"Very good: street. And nearly opposite to this inn----"
"Hotel, if you please, Mr. Osip. The Savoy Hotel."
"So be it, Mrs. Dumps. Well, then, in this street and nearly opposite to the Savoy Hotel, there is a red brick mansion, which I should like to purchase, if it is for sale."
"Lor, now, how funny that is, say what you like, seeing it's the very house where the Baird orphans live."
"Alone, Mrs. Dumps?"
"Oh, dear me, no, sir. They board, so to speak, with their guardian, Mr. Henry Horran, who suffers from some disease the doctors can't put a name to. He's been ailing, off and on, for over ten years; but the doctors can't cure him nohow, not knowin' what's wrong with his inside. Mr. Ferdinand ought to find out, seeing he's lived with Mr. Horran all his life, though to be sure, he ain't old, being but three and twenty."
"Mr. Ferdinand Baird is not a doctor, then?"
"He will be some day, if his brains hold out.
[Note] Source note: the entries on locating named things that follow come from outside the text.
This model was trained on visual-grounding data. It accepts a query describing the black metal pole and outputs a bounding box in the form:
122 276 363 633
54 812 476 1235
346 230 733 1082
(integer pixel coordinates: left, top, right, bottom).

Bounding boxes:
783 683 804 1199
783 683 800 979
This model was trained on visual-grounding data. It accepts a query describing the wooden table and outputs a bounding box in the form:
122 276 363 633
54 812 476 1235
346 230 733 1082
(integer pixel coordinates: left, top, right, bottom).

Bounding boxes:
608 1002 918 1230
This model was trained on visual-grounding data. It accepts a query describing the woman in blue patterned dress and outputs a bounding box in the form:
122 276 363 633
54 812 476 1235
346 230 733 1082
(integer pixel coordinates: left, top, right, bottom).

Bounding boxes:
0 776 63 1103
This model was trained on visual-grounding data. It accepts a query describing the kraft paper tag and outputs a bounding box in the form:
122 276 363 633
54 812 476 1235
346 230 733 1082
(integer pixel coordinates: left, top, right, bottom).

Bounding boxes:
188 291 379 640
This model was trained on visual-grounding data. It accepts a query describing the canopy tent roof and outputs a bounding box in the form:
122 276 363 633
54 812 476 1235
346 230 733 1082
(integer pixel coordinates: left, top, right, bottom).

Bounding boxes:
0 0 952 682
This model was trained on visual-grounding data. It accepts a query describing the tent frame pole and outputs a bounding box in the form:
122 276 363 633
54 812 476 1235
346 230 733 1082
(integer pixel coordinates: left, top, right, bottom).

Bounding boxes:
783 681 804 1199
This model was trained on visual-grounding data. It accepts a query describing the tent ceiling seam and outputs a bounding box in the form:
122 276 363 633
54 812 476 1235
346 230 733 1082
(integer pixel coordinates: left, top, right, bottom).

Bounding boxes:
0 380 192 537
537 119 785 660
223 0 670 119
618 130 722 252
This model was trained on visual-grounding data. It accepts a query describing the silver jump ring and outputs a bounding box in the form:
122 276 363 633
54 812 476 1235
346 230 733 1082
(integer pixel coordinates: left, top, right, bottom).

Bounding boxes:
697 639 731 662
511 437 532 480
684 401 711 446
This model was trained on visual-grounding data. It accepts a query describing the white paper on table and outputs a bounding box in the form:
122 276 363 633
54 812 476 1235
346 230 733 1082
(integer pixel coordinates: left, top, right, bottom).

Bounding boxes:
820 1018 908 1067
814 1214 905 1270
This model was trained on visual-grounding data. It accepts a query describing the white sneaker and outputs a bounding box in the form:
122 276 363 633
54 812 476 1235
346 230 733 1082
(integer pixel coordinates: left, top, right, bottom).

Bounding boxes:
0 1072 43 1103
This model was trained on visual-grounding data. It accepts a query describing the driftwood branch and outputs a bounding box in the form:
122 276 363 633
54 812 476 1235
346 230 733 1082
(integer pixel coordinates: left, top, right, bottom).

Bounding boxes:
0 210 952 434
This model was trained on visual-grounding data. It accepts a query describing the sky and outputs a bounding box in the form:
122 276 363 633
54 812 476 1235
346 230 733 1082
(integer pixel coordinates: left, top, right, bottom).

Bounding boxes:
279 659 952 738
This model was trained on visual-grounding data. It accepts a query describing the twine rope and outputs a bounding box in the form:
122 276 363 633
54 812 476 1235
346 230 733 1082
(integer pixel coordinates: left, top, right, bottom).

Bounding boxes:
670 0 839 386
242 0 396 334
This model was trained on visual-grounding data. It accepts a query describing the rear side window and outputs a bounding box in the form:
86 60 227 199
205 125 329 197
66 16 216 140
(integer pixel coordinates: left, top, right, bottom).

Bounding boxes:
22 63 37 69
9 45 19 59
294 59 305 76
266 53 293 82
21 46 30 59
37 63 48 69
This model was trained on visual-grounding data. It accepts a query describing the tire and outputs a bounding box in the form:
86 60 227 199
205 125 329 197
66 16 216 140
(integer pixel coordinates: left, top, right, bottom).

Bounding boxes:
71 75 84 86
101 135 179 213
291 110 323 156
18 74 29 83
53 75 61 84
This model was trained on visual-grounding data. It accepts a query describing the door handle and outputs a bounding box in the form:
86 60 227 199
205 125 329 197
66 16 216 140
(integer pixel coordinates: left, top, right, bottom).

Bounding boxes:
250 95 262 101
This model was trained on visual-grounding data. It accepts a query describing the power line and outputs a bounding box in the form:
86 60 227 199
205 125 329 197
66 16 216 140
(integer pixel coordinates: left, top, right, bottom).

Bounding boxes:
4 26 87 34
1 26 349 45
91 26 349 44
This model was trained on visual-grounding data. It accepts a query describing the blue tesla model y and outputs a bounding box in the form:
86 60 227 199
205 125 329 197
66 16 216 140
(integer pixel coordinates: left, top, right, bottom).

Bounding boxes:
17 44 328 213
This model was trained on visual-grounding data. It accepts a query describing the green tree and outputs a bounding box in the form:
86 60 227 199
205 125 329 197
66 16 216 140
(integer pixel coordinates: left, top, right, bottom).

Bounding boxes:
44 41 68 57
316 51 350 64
He's a medical student, and what you might call an apprentice to Dr. Jerce."
"Ha!" said Osip, quickly, "your local doctor?"
"Lor, no, whatever made you think that, Mr. Osip. Dr. Wentworth's our local, and he isn't bad, though I know more about insides than he does. But what can you expect, as I always say, when he's unmarried, and can't understand ladies? Why, Sampson Tait can cure better than our Dr. Wentworth."